If your brain occasionally goes blank when the ATM machine requests your PIN code, or worse, someone else has withdrawn cash from your account, help is just a fingertip away. Nick Perkins, divisional director of Identity Management at Bytes Systems Integration (Bytes SI) explains why biometric technologies make perfect sense in the banking industry.

“The top five banks in South Africa are all exploring biometric initiatives to prevent bank card fraud. The level of fraud is significant and fingerprint technology can easily help to reduce that,” he says. “There’s also a huge convenience factor for consumers. People walk around with all these different PINs to remember and the convenience of just putting your finger down and knowing that nobody else can use your card is much better. It’s one-touch convenience instead of having to enter a series of numbers.”

So far none of the banks have committed to a roll out date, Perkins says, but one bank has already lined up 1 000 biometric ATMs ready to install.

The fear, of course, is that somebody might manage to replicate your fingerprint by lifting a sample off your desk, or worse, by cutting off your finger in some Mafia-style mob job if you’re particularly wealthy. That’s the stuff of movies though, because the latest biometric technologies can verify that the finger being presented is the genuine article and, just as importantly, still alive.

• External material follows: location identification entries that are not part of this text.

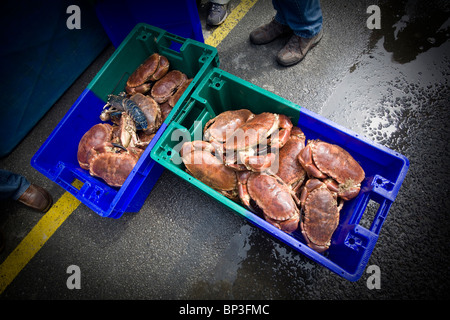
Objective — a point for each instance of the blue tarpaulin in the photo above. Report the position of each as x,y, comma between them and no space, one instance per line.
40,58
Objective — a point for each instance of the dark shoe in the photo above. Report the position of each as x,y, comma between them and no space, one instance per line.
2,242
269,32
217,14
36,198
296,48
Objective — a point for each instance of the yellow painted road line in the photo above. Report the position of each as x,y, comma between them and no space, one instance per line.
231,21
62,209
37,237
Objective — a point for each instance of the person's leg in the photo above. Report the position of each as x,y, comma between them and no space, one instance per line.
16,187
12,185
272,30
304,17
218,12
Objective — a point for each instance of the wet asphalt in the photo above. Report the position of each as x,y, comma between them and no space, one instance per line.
390,85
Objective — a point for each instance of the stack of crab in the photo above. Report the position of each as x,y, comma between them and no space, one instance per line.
111,149
262,161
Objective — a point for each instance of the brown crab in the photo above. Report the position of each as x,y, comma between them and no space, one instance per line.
167,85
152,69
217,128
173,99
200,161
320,214
166,108
113,163
289,168
268,194
95,136
325,160
247,148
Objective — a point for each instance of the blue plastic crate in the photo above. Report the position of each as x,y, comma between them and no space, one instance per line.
57,157
179,17
352,243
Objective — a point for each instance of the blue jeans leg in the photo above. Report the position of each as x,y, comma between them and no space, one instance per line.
12,185
304,17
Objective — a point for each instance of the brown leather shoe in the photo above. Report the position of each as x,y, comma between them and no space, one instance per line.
36,198
296,48
268,32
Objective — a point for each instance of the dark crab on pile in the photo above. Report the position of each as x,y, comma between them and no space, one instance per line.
265,162
111,149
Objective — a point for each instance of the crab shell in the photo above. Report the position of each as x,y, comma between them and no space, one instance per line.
166,86
95,136
246,148
225,124
259,129
320,211
111,164
151,110
152,69
323,160
289,168
271,196
165,110
200,161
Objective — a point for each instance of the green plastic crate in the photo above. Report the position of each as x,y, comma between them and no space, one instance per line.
57,157
352,243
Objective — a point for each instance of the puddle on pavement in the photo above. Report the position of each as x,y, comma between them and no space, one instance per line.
404,70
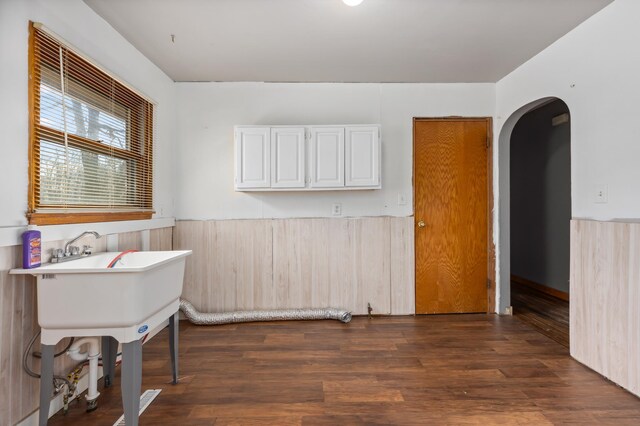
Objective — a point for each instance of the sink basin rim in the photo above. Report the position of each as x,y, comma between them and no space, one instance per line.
68,267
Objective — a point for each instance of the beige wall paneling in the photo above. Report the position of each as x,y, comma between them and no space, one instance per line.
605,298
403,289
230,268
633,306
130,241
161,239
191,235
293,263
332,262
372,264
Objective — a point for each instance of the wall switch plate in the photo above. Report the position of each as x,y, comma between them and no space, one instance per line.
601,193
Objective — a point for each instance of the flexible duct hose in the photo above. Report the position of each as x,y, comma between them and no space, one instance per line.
200,318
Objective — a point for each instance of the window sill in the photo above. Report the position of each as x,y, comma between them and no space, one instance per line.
72,217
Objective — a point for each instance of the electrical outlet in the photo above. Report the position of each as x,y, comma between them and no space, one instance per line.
601,193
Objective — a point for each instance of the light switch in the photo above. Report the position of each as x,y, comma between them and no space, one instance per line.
601,193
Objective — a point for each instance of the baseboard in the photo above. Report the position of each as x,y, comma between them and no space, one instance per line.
541,288
57,402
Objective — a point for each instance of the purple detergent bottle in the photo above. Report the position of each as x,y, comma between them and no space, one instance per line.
31,248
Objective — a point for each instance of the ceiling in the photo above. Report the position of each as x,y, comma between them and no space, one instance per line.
326,41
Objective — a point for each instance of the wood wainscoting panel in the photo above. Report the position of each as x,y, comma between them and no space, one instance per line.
161,239
19,395
605,300
403,290
231,265
130,241
299,263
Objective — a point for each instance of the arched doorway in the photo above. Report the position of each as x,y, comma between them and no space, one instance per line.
535,212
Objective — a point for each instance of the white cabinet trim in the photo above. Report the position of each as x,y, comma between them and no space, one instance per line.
306,175
297,167
372,152
315,180
241,157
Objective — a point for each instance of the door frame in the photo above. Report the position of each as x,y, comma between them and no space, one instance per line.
491,247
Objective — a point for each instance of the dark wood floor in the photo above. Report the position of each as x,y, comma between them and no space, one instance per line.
547,314
454,369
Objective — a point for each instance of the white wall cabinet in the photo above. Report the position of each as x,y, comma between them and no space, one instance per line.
362,157
326,157
253,157
307,158
287,157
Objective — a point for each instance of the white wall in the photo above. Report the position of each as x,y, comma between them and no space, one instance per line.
594,69
207,113
601,58
74,21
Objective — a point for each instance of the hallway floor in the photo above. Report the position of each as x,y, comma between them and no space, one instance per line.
547,314
451,369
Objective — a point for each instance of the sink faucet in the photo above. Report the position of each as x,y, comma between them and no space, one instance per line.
71,252
68,246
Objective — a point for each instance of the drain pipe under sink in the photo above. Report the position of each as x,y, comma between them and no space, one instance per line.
93,355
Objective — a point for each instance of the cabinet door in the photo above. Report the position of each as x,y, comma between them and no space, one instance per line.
253,157
326,159
287,157
362,162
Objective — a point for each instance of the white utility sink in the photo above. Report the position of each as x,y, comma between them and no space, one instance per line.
85,298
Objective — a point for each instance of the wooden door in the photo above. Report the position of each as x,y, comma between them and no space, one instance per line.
362,156
287,157
450,184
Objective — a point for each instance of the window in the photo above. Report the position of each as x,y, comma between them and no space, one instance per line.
91,140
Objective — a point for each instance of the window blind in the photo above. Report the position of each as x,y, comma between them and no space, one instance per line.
92,137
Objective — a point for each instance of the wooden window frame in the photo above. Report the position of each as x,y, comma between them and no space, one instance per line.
140,148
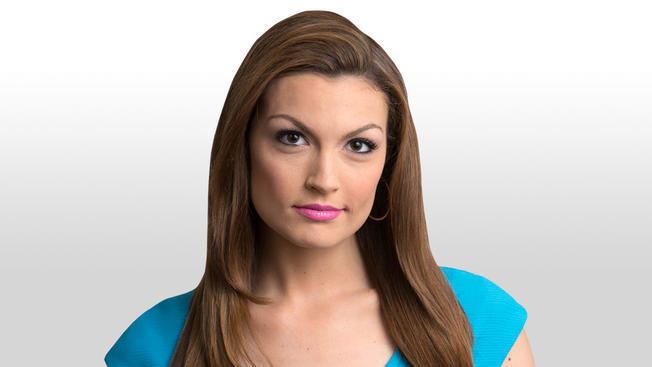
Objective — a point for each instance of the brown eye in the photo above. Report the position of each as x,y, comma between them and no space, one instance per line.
292,136
359,143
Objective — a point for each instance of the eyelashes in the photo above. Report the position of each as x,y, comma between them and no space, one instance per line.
283,133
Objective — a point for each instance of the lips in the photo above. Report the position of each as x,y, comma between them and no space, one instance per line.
315,206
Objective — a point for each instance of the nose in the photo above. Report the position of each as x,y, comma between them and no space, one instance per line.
322,175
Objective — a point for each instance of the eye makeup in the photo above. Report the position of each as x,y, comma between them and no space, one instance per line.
281,134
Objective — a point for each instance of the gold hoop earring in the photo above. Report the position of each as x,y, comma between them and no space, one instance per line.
389,206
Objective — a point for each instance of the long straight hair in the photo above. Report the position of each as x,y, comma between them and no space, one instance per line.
419,309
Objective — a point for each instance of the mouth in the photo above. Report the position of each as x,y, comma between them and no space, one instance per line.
317,212
321,207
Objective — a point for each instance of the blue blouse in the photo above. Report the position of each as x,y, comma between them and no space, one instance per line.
495,317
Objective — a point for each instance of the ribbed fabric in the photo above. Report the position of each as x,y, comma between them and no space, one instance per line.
495,317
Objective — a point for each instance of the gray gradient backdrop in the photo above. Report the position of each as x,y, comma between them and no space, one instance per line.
535,128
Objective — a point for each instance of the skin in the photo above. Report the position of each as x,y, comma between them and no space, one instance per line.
521,353
313,271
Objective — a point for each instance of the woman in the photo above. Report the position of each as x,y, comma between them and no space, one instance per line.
314,139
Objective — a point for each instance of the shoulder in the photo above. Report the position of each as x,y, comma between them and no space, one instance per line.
151,338
496,318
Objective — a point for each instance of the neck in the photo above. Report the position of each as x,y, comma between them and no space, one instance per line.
292,274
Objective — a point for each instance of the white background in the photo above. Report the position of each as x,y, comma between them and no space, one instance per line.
535,131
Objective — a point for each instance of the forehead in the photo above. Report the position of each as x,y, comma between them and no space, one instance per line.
314,97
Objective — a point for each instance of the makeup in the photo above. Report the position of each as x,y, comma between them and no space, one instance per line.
317,213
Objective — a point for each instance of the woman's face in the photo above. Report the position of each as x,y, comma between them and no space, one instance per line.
322,158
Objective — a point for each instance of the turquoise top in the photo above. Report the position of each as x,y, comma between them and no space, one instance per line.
495,317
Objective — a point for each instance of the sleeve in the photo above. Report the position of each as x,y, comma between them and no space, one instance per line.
150,340
496,318
135,347
498,324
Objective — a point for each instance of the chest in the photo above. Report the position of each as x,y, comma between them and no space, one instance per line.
345,333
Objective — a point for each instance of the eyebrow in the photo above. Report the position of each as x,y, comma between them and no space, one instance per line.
301,126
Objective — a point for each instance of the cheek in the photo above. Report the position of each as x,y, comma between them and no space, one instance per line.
363,190
271,181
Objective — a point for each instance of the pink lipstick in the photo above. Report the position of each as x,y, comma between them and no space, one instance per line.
318,212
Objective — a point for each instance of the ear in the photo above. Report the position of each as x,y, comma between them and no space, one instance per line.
521,354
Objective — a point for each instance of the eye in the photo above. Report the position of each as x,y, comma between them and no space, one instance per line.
295,136
361,141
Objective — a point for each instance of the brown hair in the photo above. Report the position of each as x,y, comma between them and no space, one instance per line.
418,306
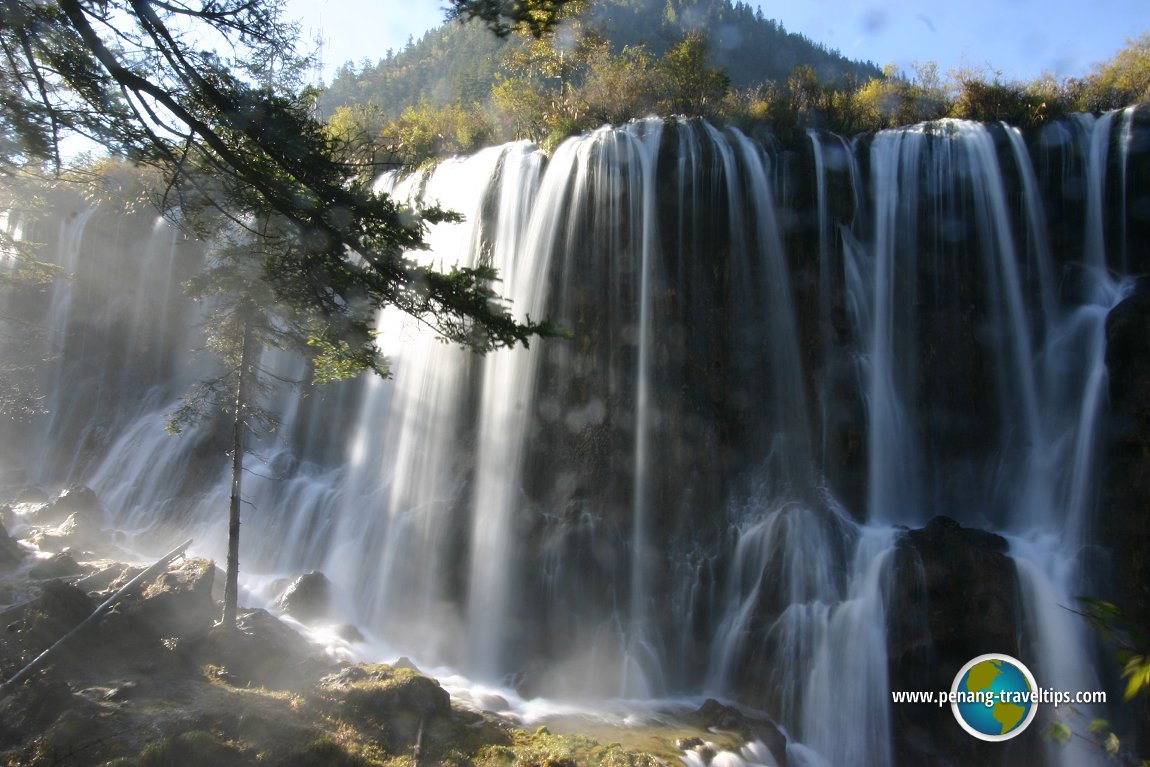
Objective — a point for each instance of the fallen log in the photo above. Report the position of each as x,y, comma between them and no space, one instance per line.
108,604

Technology company HID Global Corporation, for whom Bytes SI holds the agency in Africa and the Middle East, is leading the way in the field with its patented Lumidigm multispectral imaging technology, says Perkins. “Lumidigm technology is particularly well geared to eliminate fraud. It looks for ‘liveness’ to make sure it is a live finger,” he says.

Clever thieves have been known to replicate fingerprints by putting silicon glue over a victim’s finger. When the silicon sets, it has a fingerprint on it that will fool more basic biometric fingerprint sensors. Most readers take a photograph of the print being presented and will match a silicon version against the version in the database, Perkins explains.

“The banks can’t allow any form of loopholes when providing access to a customer’s account, so Lumidigm is designed to pick up when a real finger isn’t being presented. There is a lot of really clever technology in there that also monitors the sensor to see if someone is trying to tamper with it, making it a secure endpoint device, similar to the encrypted PIN pads you see in ATMs today. This is the next wave of security technology and all of the top banks are currently reviewing their options in this respect.”

Card fraud is rife because criminals can enter jamming devices into ATMs that prevent the card from coming out, then eject it when the owner leaves the scene. Some criminals shoulder surf to watch their victim enter the PIN code, while others install a tiny camera on the device that can film the digits being entered. With fingerprint access, those crimes will be eliminated.

“The benefit of biometrics is twofold. It’s an authentication method that can’t be copied, and if someone takes your card they still can’t access your account anyway because they can’t replicate your fingerprint on these fingerprint sensors,” Perkins says.

The South African Centre for Information Security says biometric technology has great potential in a market like ours where card fraud is high, and the change to more secure banking is long overdue. “The vulnerability of passwords is not going to go away and new alternatives are needed to help people keep their money and accounts secure,” agrees Greg Sarrail, Vice President for Solutions Business Development at Lumidigm.

Perkins expects to see growing demand for biometric security systems as corporations and governments across the continent step up their efforts to fight crime and corruption. Likely applications for the technology will see it used to verify people’s identities at banks, international border posts, to prevent ticket fraud at entertainment venues and to create reliable records for electronic transactions.